McGill v. State

177 S.E.2d 675 | Ga. | 1970

226 Ga. 802 (1970)
177 S.E.2d 675

McGILL
v.
THE STATE.

25961.

Supreme Court of Georgia.

Argued September 17, 1970.
Decided October 8, 1970.
Rehearing Denied October 22, 1970.

*804 Hansell, Post, Brandon & Dorsey, W. Rhett Tanner, for appellant.

Lewis R. Slaton, District Attorney, Stephen A. Land, Carter Goode, Tony H. Hight, Arthur K. Bolton, Attorney General, Harold N. Hill, Jr., Executive Assistant Attorney General, Marion O. Gordon, Courtney Wilder Stanton, Assistant Attorneys General, for appellee.

UNDERCOFLER, Justice.

This appeal is from a conviction and sentence of 20 years imprisonment for rape. Held:

1. The appellant contends that the trial court erred in permitting *803 a consolidated trial on two separate indictments for different crimes without the affirmative consent of the defendant. One indictment contained 3 counts of battery on 3 different persons. The other indictment was for rape of another person on another date. The defendant proceeded to trial and sentence without objection.

A defendant may be tried for separate and distinct offenses at the same time with his consent. Morris v. Aderhold, 201 Ga. 533, 534 (40 SE2d 747); Sides v. State, 213 Ga. 482, 485 (99 SE2d 884). When a defendant joins issue on separate indictments in a consolidated trial and proceeds to sentence, as in this case, without objection he is deemed to have consented to such procedure. See Gilbert v. State, 65 Ga. 449, 451; Swain v. State, 162 Ga. 777 (6) (135 S.E. 187). The appellant's contentions are without merit.

2. The trial court did not err in denying the appellant's motion for new trial on the general grounds. We have read the entire transcript of evidence carefully and find it sufficient to support the verdict. The victim testified that she was raped, that she made an immediate outcry to her mother-in-law; that she sought immediate medical treatment, and that the police were notified by the doctor. A police officer who immediately thereafter made a full investigation found evidence of the crime at the scene. Riggins v. State, 226 Ga. 381 (5, 6) (174 SE2d 908).

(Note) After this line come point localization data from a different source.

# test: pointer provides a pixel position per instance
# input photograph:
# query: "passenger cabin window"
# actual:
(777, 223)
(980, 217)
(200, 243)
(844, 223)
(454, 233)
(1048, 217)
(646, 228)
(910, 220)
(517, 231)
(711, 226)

3. The trial court did not err in sustaining objections to the following questions propounded to the victim by defense counsel: "What do you consider a great hurt — the threat of rape or possible cut on the arm?" "That he appeared to be overweight, that he was not too well educated. Now, putting first the physical and emotional characteristics together did this man appear to you to be ill in any way?" There was no relevant connection between the testimony sought to be elicited and the issues in the case. A ruling excluding evidence will be affirmed if it is correct for any reason. Edmonds v. State, 201 Ga. 108, 131 (39 SE2d 24).

Judgment affirmed. All the Justices concur, except Felton, J., who dissents.